Bereits vor der eigentlichen Reise müssen Hürden, die einem Umstieg vom motorisierten Individualverkehr (MIV) auf umweltfreundlichere Verkehrsmittel im Weg stehen, ausgeräumt werden. Das setzt leicht auffindbare und verständliche Vorabinformationen bereits bei der Suche nach Reisezielen und der Buchung von Freizeitaktivitäten oder Übernachtungsmöglichkeiten voraus. Dazu gehören beispielsweise eine lückenlose Wegbeschreibung und ins Auge fallende Informationen zur An- und Abreise mit öffentlichen Verkehrsmitteln auf den Buchungsportalen [VCD15a].
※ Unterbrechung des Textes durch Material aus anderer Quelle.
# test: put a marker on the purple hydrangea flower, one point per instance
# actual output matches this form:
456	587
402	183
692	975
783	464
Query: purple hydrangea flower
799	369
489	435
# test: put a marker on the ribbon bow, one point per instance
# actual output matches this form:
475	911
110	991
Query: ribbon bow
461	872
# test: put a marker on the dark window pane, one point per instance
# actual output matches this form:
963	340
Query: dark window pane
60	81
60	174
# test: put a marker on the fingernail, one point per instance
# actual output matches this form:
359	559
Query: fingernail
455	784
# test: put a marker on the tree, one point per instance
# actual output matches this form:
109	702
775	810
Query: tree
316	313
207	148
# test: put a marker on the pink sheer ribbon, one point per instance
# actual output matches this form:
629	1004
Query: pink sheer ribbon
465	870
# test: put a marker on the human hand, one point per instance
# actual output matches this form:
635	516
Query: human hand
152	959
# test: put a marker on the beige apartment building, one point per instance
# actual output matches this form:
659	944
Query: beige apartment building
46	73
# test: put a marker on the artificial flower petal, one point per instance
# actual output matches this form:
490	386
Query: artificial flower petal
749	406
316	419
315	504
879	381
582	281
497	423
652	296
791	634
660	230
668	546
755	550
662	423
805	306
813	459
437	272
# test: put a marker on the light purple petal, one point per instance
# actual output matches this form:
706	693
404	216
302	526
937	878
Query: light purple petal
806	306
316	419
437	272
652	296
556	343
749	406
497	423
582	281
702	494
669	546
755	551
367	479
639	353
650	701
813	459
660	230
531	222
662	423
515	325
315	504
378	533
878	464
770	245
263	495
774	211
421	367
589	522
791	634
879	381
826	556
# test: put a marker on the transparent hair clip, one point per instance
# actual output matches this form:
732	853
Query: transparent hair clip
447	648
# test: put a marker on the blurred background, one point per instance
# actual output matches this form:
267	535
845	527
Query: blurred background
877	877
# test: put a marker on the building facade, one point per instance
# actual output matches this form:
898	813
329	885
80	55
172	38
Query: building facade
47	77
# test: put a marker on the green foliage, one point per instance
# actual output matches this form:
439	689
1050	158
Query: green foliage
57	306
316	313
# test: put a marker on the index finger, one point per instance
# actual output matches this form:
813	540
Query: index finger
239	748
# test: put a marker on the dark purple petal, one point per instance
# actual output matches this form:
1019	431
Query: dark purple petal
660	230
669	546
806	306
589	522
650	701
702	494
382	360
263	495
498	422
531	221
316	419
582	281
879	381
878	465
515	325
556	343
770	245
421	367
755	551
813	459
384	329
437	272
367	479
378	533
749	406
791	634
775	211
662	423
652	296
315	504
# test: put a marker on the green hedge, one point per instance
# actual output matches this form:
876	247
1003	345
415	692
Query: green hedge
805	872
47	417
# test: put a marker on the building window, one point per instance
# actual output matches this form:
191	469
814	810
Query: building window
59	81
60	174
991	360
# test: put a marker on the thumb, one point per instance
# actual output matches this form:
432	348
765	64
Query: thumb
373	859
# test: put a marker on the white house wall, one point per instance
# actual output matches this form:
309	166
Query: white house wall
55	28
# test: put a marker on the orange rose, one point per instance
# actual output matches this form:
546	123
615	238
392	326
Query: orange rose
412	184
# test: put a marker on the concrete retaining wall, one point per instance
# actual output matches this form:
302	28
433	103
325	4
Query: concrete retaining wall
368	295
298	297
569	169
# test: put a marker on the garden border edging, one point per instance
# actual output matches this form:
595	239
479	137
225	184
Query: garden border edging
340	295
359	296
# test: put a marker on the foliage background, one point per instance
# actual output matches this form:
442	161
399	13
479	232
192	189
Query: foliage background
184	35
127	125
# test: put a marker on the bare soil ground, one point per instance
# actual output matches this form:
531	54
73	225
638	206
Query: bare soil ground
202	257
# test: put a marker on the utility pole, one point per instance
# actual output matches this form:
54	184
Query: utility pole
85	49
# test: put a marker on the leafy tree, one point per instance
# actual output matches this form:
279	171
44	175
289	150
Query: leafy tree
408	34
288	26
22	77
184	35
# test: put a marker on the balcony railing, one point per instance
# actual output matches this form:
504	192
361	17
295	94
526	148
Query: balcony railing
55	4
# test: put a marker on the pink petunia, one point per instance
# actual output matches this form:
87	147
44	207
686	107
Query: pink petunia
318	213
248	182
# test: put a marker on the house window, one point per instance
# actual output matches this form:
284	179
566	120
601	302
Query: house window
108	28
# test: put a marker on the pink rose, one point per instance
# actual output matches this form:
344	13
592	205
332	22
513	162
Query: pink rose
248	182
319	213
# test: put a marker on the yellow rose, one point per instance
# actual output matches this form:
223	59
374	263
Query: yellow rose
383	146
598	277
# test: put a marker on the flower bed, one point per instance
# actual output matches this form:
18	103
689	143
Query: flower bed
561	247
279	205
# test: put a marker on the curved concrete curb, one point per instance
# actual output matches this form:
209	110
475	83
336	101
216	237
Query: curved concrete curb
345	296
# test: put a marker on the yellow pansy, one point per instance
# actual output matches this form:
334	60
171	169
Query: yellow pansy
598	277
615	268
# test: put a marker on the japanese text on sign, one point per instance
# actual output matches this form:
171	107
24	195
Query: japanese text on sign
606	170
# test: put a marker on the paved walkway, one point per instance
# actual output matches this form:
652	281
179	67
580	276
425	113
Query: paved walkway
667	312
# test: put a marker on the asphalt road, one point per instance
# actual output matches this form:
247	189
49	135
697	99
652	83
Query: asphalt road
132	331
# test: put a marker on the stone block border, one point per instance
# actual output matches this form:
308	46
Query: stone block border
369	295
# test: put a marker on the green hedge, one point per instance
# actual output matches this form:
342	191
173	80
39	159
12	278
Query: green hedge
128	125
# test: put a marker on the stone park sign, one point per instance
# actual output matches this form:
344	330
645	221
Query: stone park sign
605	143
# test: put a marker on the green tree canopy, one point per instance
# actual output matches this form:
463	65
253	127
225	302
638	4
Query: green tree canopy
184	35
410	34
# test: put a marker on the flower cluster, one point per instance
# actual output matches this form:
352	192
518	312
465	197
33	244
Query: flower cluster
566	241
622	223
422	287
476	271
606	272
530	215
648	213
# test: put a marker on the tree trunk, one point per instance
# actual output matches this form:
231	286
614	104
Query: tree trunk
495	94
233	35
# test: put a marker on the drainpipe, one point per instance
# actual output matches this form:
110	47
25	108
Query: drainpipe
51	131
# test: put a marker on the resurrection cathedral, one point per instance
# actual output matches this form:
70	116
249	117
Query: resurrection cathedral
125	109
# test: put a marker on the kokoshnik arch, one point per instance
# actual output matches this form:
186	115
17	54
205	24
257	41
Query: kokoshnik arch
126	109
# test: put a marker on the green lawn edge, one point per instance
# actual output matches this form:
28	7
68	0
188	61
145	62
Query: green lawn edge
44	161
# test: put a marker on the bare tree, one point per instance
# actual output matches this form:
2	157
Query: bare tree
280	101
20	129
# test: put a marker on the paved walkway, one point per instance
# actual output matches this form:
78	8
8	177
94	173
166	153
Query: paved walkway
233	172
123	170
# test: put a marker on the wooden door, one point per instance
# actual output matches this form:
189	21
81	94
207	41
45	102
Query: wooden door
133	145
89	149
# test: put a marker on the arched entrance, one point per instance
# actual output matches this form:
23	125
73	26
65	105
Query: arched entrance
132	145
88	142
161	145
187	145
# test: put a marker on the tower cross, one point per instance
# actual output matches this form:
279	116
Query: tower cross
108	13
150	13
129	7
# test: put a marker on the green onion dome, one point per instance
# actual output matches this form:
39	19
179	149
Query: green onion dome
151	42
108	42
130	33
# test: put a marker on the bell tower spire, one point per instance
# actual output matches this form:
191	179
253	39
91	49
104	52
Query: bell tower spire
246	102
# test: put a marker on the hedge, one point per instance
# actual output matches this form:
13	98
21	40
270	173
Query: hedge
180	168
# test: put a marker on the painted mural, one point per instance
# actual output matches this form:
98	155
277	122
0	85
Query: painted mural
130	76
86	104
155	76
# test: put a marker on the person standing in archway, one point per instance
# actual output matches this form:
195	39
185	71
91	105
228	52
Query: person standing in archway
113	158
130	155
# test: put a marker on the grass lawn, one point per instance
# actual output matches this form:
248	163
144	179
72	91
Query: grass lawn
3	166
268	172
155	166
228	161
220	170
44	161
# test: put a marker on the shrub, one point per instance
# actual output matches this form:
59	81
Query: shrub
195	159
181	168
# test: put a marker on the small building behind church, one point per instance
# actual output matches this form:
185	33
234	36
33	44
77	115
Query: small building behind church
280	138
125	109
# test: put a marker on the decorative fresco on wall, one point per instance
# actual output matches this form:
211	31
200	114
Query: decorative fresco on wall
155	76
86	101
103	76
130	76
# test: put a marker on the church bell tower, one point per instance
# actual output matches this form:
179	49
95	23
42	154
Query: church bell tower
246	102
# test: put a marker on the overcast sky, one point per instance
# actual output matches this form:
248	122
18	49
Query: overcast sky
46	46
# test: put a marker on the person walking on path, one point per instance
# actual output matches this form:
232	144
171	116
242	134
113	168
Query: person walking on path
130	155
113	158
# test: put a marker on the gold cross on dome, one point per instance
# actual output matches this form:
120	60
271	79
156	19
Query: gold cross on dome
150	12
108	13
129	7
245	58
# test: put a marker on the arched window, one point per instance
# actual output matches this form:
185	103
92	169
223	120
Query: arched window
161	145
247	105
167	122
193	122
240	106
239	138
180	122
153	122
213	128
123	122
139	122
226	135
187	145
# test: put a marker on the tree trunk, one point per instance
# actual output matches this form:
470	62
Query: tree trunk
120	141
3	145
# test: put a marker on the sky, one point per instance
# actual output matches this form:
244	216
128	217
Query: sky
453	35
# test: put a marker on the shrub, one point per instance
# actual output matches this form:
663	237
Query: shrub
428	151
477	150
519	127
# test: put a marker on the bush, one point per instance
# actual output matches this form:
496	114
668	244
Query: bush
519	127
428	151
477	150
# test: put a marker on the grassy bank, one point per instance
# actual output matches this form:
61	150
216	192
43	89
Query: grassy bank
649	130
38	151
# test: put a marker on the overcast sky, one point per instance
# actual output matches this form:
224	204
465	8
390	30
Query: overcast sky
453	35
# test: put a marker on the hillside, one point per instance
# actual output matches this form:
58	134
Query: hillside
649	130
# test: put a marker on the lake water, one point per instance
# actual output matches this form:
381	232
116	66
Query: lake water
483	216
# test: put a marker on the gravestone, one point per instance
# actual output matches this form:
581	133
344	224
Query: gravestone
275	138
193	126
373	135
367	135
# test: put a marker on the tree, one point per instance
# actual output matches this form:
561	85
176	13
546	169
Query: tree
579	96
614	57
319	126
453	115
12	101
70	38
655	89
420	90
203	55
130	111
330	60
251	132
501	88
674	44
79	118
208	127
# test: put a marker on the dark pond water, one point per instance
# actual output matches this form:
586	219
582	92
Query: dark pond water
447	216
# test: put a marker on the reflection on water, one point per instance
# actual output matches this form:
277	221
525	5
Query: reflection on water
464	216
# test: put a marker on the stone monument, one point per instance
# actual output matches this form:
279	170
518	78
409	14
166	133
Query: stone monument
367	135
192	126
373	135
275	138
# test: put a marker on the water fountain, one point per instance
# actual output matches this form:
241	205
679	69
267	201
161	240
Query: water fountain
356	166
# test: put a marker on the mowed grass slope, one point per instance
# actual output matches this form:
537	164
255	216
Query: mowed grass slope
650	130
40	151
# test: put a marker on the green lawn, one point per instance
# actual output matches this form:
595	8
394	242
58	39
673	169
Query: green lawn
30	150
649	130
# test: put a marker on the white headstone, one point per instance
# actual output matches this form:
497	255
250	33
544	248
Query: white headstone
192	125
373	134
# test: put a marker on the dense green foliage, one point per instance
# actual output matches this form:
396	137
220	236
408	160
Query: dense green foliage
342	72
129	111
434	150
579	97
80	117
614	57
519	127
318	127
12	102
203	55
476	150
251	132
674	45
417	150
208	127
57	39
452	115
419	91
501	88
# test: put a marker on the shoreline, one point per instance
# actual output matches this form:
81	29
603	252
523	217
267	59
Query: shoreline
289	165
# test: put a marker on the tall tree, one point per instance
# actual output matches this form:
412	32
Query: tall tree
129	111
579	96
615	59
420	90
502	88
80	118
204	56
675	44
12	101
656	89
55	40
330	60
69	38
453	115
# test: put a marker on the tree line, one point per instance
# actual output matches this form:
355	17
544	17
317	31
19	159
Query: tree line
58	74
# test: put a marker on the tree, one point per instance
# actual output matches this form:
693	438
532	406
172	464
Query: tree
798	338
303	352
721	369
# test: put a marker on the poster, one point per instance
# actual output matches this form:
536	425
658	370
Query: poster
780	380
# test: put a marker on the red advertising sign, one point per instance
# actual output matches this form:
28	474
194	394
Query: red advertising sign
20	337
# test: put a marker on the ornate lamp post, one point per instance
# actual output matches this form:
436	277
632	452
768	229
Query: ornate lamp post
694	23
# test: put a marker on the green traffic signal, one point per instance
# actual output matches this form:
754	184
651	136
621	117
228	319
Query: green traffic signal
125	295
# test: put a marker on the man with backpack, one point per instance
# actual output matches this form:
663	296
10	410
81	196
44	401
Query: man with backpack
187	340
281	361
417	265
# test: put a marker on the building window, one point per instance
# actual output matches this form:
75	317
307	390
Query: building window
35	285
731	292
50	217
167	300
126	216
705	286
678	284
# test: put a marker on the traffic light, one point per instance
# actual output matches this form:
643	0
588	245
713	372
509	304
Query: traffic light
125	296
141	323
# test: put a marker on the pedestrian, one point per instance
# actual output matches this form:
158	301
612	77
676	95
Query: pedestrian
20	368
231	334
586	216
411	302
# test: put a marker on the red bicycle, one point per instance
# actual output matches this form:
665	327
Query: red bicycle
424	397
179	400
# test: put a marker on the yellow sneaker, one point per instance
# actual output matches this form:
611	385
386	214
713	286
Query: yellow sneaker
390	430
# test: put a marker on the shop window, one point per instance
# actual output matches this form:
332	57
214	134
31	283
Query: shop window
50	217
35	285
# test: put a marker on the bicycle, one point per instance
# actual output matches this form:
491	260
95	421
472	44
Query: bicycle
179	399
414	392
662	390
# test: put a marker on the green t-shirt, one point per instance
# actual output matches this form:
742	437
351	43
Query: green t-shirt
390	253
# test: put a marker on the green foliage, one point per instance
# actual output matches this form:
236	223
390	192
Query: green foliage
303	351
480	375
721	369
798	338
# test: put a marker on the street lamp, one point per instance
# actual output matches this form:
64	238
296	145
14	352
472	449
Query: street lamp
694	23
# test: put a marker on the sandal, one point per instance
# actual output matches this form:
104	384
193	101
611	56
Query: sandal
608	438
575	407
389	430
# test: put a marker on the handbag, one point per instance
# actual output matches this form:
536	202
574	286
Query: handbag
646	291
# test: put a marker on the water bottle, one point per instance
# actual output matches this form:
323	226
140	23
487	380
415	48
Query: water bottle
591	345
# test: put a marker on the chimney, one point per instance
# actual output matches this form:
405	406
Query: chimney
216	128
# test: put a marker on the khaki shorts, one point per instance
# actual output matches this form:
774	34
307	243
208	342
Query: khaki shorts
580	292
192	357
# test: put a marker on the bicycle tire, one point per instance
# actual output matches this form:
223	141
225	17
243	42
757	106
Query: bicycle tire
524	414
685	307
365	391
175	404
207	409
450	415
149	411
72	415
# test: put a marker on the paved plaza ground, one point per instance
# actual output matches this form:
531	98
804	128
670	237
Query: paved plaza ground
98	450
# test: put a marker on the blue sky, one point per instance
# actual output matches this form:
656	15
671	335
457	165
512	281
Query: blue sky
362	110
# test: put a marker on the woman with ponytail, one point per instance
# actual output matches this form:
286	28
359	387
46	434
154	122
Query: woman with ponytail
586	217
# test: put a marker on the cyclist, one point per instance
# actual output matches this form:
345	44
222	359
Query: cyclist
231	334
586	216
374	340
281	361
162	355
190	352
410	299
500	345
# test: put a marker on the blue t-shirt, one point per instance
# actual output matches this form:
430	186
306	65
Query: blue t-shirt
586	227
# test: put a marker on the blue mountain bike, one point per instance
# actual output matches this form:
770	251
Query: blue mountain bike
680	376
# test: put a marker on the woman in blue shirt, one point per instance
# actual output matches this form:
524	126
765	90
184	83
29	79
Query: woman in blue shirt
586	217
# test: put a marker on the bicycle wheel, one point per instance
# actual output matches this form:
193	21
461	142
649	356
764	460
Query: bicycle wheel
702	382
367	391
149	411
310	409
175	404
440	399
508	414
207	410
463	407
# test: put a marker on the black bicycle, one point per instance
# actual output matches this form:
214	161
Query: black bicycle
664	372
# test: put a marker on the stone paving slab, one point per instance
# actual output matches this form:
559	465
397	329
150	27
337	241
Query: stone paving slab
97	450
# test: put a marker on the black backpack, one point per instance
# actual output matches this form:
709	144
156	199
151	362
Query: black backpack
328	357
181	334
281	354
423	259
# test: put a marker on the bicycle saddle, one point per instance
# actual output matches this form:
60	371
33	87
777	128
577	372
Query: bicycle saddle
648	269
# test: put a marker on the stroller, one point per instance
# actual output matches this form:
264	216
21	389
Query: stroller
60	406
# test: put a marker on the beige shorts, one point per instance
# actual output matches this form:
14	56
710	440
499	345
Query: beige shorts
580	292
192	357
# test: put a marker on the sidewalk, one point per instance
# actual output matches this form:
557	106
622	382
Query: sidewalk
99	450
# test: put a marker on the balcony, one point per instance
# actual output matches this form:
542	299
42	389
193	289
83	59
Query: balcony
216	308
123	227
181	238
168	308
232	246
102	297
Eine Untersuchung des Deutschen Wirtschaftswissenschaftlichen Instituts für Fremdenverkehr e. V. an der Universität München (dwif) zur subjektiven Erreichbarkeit von Reisezielen ergab, dass die Reisezeit mit dem ÖV deutlich länger eingeschätzt wurde als sie tatsächlich ist. Beim Pkw war es dagegen umgekehrt. Darüber hinaus berücksichtigen Pkw-Nutzende häufig nur die erwarteten Benzinkosten als Referenzgröße, während bei Nutzung öffentlicher Verkehrsmittel die tatsächlichen Fahrpreise in die Abwägung einfließen. Wird dabei vom Normalpreis ohne Berücksichtigung von Rabatten oder Vielfahrerermäßigungen ausgegangen, entscheiden sich Reisende oftmals zu Ungunsten der öffentlichen Verkehrsmittel. [KePi20].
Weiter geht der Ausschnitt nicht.